Massage affects pain through the central nervous system. In one particular theory of pain called the "gate theory," messages of pain which normally travel from the injury to the brain, are blocked before reaching the centers responsible for interpreting pain. Massage helps stimulate and close the so-called gate of pain messages. As a result, the intensity of the pain perceived by the brain is decreased.

Massage can affect muscles directly by stimulating inactive muscles whose inactivity is due to illness or injury.
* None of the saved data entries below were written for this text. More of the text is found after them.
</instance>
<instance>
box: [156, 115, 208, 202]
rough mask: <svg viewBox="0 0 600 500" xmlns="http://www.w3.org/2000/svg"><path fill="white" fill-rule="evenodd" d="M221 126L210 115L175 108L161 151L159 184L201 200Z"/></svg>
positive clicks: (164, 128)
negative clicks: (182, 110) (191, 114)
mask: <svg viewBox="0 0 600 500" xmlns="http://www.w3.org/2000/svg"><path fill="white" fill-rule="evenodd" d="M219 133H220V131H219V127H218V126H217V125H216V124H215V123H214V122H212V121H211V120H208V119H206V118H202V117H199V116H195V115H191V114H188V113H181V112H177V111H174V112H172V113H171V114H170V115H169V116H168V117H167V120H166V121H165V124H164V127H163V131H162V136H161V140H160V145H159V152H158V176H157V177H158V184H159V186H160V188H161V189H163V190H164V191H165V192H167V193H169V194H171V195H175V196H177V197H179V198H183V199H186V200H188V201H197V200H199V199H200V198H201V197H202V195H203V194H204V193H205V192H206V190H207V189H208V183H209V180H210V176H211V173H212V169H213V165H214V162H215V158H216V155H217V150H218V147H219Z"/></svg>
Deep continuous massage can relieve muscle tension and help prevent painful muscle spasms, which are common following injury. Also, massage can stretch and break down fibrous scar tissue that is not healing properly because it is not aligned to the adjoining muscle fibers.

Benefits include: increased circulation to promote healing, pain relief of spinal injuries and headaches by decreasing muscle tension, helps rehabilitate injuries by stretching connective tissues, relieves cramps and muscle spasms, and chronic stress, clinical depression, and anxiety can be greatly reduced with regular daily massage sessions.